Phase Shift by ADHD

A collection of 12 unique GIFs exploring time, transformation, and movement in different dimensions. 

ARTIST STATEMENT

“I have been thinking deeply about the evolution in medium in various artists’ careers: 

Jenny Holzer moving from text on paper to LED projections and digital scrolls. Andy Warhol’s Screen Tests. Cindy Sherman from photography to film. Gerhard Richter from painting on canvas to printing on glass. Barbara Kruger from graphic collage to video & sound installation. Robert Rauschenberg from collage to assemblage to collaborations with dancers and composers, performance. 

While the phase transition from one medium to another represents creative growth and obvious metaphors (icicles, boiling water & steam, caterpillars & butterflies, and so on), I began thinking specifically about the act of dissolving or deconstructing and re-forming into something new.  

I also had to think about time, as a still is just that: a frozen moment that often allows the viewer to project their own fantasy movement or subjective temporality onto it. A moving image has to deal with time in a more confrontational sense. 

The medium of the GIF, more specifically the seamless loop, is somewhere in between a frozen moment and linear time.
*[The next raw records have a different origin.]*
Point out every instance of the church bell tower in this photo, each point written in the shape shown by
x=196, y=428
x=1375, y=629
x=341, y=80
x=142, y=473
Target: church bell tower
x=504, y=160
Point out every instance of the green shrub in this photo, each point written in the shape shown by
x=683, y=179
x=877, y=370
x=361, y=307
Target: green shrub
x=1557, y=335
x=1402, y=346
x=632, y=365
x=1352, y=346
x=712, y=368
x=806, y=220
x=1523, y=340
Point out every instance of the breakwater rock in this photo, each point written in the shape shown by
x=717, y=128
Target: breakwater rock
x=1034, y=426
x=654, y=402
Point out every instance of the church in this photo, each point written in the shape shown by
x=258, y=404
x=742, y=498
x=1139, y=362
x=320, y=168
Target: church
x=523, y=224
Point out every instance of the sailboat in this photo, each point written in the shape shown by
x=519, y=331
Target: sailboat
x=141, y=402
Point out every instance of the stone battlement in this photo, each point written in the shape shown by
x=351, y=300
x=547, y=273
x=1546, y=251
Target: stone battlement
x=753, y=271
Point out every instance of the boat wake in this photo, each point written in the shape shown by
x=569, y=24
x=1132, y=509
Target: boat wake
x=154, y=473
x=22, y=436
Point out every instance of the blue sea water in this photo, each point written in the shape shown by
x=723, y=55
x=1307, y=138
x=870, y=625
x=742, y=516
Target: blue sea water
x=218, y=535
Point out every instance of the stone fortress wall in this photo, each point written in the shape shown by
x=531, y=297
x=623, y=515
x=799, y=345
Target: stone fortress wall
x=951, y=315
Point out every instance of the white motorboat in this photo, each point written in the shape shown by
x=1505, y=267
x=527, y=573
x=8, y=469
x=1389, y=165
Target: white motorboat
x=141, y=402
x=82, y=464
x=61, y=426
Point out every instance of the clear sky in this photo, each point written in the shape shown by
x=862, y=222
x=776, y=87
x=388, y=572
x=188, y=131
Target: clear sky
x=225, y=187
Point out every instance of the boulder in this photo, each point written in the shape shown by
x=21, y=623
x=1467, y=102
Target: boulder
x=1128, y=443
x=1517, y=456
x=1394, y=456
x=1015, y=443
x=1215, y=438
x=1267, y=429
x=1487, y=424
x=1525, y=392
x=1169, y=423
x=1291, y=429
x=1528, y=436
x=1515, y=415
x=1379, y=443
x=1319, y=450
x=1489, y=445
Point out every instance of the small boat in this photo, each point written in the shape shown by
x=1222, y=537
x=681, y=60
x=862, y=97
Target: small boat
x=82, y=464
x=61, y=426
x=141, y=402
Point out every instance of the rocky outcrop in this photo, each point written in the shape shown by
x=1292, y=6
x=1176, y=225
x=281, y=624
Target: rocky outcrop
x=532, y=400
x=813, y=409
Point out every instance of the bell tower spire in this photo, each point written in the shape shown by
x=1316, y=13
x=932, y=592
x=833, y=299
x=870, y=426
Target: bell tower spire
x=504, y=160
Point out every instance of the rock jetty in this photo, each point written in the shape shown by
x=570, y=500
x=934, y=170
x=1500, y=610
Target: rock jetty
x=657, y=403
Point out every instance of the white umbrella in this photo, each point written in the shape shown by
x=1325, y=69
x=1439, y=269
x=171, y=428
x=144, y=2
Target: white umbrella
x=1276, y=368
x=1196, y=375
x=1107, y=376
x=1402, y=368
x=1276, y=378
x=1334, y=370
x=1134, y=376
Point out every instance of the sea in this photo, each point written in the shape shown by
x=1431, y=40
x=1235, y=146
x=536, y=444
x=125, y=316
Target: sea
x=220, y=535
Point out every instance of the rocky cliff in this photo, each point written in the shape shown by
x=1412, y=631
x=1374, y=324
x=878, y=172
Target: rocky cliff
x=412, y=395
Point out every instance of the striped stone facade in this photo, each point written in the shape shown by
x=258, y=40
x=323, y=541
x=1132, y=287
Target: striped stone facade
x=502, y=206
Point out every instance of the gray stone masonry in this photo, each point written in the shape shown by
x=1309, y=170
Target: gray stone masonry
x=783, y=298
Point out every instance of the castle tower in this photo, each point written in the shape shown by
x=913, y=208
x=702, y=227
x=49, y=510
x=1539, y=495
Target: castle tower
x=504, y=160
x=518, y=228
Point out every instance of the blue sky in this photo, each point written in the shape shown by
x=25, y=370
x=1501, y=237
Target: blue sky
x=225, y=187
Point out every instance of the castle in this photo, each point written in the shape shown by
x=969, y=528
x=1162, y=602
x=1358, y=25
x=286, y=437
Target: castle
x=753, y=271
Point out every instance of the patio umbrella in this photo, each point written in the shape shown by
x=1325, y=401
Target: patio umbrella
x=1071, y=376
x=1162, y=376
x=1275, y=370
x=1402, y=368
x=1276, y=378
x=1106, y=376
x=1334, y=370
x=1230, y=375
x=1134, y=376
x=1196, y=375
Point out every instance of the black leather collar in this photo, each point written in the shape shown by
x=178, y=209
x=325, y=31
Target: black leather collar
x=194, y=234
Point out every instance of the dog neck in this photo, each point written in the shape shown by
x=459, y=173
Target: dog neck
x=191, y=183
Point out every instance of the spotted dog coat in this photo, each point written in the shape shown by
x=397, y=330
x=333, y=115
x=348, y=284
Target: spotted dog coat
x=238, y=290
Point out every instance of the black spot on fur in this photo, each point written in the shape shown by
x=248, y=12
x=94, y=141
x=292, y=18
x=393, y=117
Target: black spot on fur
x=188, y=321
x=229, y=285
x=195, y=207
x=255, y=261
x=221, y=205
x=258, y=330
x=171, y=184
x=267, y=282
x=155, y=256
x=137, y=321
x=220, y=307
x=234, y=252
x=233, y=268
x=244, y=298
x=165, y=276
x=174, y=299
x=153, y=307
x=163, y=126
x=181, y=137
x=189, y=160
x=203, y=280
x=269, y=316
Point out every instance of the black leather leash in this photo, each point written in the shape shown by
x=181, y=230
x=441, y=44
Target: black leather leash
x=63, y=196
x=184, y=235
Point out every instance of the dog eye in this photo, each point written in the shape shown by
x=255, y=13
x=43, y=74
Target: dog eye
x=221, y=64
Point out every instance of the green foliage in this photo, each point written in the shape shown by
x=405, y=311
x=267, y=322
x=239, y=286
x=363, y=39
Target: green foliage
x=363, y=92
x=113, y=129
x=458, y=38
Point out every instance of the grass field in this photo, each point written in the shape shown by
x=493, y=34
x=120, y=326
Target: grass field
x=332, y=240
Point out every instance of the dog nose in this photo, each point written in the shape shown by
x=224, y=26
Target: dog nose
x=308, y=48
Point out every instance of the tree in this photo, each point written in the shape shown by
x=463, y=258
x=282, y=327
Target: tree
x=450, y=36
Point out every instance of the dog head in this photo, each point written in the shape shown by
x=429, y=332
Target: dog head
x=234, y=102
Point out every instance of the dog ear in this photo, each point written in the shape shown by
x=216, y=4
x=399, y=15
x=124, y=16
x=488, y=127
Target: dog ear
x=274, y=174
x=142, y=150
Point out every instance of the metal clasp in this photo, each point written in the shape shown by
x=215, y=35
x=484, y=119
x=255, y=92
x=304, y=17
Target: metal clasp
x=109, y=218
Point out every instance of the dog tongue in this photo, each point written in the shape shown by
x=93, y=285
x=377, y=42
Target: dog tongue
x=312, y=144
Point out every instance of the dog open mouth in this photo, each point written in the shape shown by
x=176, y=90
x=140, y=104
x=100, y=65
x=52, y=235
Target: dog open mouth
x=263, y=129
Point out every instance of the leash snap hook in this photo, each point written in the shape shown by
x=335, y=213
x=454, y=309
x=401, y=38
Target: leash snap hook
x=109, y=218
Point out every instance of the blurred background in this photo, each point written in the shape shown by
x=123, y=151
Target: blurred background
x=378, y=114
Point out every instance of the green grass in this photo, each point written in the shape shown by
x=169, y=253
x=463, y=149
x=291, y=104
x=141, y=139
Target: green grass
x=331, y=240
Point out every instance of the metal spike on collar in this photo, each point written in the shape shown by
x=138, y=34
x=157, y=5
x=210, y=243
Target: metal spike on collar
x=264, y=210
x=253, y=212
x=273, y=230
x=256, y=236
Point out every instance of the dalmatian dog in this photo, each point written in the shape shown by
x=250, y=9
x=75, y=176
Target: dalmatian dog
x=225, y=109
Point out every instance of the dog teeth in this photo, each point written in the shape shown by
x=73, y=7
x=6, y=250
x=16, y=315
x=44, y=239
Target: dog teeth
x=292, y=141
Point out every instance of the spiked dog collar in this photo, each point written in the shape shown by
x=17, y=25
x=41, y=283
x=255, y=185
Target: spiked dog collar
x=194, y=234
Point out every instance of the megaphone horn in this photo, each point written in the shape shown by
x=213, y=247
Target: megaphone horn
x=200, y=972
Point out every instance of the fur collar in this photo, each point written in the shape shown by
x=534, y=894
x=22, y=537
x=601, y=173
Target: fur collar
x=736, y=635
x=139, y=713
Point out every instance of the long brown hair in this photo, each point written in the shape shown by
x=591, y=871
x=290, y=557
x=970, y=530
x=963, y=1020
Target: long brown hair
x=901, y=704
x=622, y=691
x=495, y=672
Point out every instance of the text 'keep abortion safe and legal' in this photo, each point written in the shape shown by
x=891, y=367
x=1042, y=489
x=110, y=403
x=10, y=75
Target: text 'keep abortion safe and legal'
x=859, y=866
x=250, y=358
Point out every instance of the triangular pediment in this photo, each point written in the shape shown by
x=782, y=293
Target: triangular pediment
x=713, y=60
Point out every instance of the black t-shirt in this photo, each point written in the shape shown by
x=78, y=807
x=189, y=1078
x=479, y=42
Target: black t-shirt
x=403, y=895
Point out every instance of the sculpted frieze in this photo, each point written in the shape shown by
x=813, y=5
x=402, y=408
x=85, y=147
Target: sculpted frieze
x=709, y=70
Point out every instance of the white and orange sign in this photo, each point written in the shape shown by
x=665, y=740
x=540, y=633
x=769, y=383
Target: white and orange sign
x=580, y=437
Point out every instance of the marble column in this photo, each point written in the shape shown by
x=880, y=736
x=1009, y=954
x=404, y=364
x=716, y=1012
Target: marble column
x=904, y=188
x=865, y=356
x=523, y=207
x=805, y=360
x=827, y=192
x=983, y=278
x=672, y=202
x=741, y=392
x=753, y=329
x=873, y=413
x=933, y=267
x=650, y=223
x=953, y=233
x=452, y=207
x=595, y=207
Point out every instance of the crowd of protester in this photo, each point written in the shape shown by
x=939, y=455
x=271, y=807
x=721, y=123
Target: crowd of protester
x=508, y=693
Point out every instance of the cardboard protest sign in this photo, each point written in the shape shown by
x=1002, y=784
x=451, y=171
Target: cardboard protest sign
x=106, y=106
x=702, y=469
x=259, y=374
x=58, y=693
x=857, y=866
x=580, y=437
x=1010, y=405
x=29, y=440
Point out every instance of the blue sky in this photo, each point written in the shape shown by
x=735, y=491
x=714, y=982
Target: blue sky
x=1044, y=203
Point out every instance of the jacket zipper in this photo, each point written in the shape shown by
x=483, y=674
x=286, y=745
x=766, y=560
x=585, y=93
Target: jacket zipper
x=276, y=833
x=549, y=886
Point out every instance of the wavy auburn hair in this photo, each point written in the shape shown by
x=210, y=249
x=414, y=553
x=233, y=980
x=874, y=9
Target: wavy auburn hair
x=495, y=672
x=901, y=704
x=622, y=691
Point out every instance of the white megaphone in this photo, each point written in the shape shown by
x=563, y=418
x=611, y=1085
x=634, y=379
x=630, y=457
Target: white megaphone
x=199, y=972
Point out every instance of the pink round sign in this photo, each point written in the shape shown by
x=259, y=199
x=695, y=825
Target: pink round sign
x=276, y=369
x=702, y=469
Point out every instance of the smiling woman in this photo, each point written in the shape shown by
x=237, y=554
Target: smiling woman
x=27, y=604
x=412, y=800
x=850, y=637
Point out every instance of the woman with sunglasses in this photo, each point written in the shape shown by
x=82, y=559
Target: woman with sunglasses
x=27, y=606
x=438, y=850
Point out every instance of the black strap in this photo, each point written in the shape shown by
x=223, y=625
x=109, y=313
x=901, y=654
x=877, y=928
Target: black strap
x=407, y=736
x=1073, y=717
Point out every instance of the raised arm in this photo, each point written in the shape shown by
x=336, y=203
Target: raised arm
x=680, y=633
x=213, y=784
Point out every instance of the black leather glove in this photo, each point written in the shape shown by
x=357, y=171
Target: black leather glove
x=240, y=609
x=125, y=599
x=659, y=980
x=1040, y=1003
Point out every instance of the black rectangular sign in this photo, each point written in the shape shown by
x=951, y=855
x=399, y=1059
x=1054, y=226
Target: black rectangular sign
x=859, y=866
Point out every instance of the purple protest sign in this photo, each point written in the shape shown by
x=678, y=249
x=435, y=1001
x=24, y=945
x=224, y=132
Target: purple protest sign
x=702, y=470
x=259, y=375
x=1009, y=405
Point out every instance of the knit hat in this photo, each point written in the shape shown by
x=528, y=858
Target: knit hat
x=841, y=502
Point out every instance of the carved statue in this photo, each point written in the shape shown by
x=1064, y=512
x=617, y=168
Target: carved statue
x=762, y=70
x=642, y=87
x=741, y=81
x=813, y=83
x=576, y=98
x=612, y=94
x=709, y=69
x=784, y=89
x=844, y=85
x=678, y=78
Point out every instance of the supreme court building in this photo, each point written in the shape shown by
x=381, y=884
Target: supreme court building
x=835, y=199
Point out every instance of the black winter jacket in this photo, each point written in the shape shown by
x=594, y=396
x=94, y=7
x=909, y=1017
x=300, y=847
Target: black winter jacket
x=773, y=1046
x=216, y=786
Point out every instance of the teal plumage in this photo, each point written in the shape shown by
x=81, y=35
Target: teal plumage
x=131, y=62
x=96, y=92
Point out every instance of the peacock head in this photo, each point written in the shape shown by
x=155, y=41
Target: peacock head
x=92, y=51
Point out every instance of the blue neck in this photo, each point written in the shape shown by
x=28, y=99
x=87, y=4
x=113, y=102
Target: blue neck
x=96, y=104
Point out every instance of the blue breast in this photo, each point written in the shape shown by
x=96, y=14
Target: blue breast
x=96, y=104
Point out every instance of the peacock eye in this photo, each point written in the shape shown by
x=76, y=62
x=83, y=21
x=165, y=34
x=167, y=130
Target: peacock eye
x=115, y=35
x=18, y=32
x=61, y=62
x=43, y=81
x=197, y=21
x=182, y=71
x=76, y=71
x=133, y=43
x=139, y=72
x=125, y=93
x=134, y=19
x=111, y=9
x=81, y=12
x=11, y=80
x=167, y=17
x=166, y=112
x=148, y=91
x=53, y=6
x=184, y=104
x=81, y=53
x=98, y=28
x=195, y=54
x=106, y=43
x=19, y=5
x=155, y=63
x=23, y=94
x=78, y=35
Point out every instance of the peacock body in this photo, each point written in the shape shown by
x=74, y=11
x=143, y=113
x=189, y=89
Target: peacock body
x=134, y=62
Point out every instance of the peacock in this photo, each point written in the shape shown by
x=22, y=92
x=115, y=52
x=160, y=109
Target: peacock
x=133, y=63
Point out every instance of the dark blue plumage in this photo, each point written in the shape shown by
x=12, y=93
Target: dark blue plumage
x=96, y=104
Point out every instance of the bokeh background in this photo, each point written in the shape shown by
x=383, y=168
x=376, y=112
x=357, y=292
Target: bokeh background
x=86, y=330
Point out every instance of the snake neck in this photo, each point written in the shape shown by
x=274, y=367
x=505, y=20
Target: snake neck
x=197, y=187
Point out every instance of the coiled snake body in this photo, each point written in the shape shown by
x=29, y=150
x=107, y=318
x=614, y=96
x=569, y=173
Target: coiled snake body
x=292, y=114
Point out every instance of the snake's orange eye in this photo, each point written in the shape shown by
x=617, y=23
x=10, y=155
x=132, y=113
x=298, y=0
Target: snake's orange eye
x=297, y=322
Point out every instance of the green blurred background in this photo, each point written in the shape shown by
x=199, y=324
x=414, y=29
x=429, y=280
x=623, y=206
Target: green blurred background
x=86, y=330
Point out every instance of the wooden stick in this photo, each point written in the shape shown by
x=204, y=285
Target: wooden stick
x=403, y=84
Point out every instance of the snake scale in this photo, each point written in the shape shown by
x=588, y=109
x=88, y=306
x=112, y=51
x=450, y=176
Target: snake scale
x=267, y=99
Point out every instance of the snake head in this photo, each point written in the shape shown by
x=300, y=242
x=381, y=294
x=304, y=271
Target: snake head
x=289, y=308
It is the eternal return, and thus relates more to the infinite: to meditation, trance and the ouroboric nature of reality, life cycles. 

Where narrative time moves forward (past → future), a loop folds time back on itself.  What results is a new kind of experience: duration without progression.  That difference—time that doesn’t lead anywhere— is why the loop relates more to a painting or dance than it does to a movie.  The loop offers radical reprieve for a world obsessed with never-ending novelty, seemingly incapable of movement without the guise of progress attached.”

PROCESS

Each of these works began as a hyper-layered collage, which I then fed into AI & prompted to produce dozens of variations of video direct from the collage source. Those outputs were brought into Premiere & After Effects to create new hybrid video files and then finally imported back into Photoshop as individual frames, retouched, and edited down to their final looping form.